I would have known (maybe) if I had spent more time cutting and sanding with an empty head. But I figured I had risen above that. I had responsibility to maintain the connectivity and momentum of a million different ideas and opportunities that would be missed if I stopped to make a chair or a birdhouse or a flower out of wood scraps. So, I stayed at my desk on the phone, writing systems, going to meetings and re-organizing the ideas again.
Now, I’m sorry. Not so much an issue of regret as realization. I am humbled and thankful. I am back a bit. I have returned to something familiar and real and whole and I like it. I am back to liking the wood and the dust and the fixing of things. I should not have forgotten, not have neglected.
However, my hope and my thankfulness and the smile I feel at the end of the day as I look upon what I have done come from remembering. Not forgetting is an art and I’m dabbling. I would not know the joy of remembering had I not forgotten and it is a very good joy.
* Crow’s Foot: it’s a little arrow shaped point I make with my carpenters pencil so I know where to cut.
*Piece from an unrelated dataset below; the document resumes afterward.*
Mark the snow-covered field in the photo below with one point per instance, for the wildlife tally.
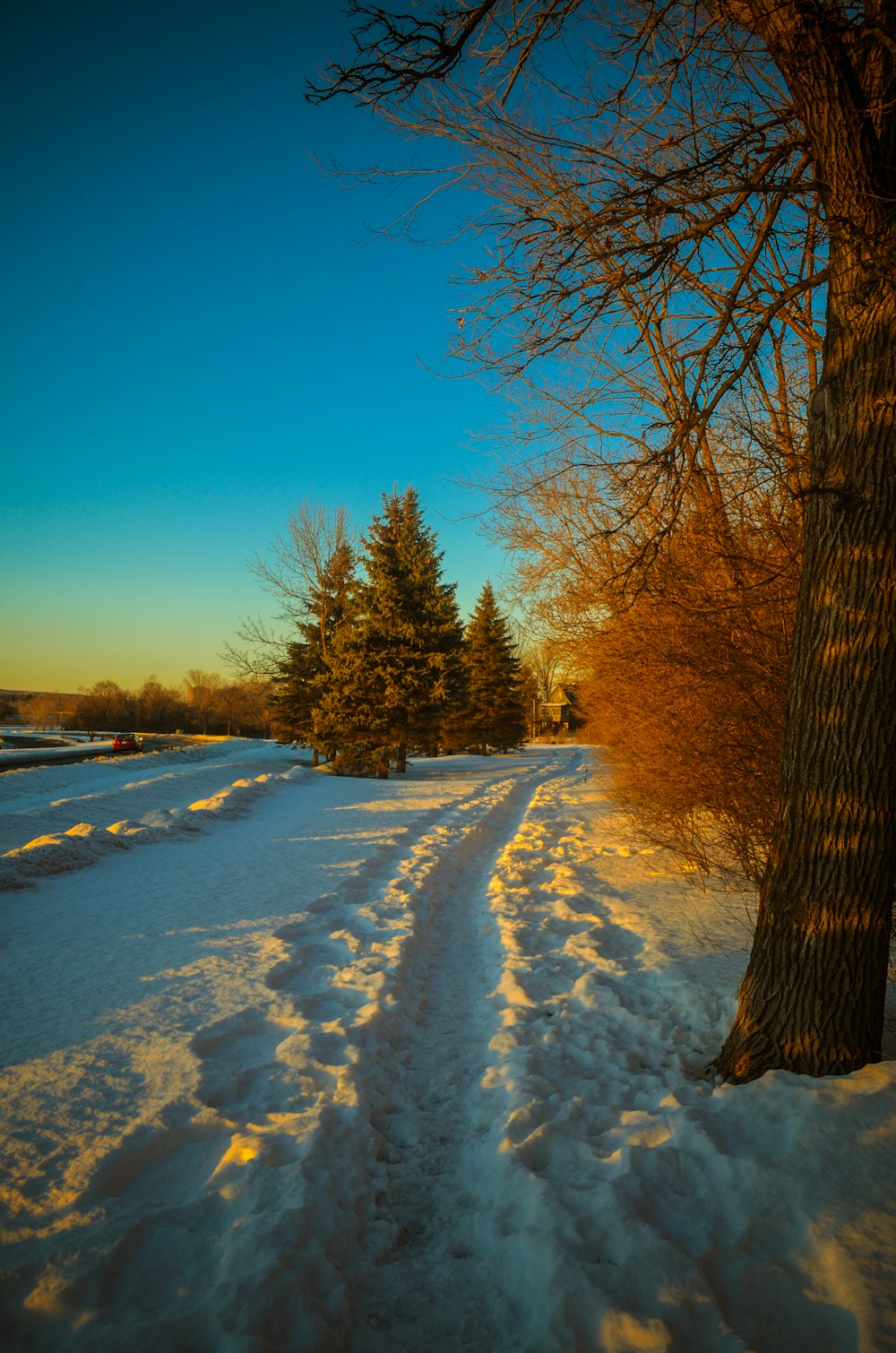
(298, 1063)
It’s never really at exactly the point the cut should be so when I’m in the groove, there is a constant re-adjusting that happens as I pay attention to the relationship between the measuring tape, the marks, the lines and the saw blade.
Yo,
ReplyDeleteThis covers a lot of ground...time.. I thought I was reading the wrong post due to old ....rubbish. (Haven't we mov' en past that?)I reluctantly agree with your conclusions,though I am made to struggle and then re-adjust them as items in my backpack of burdens. Nice post. Keep 'em comin.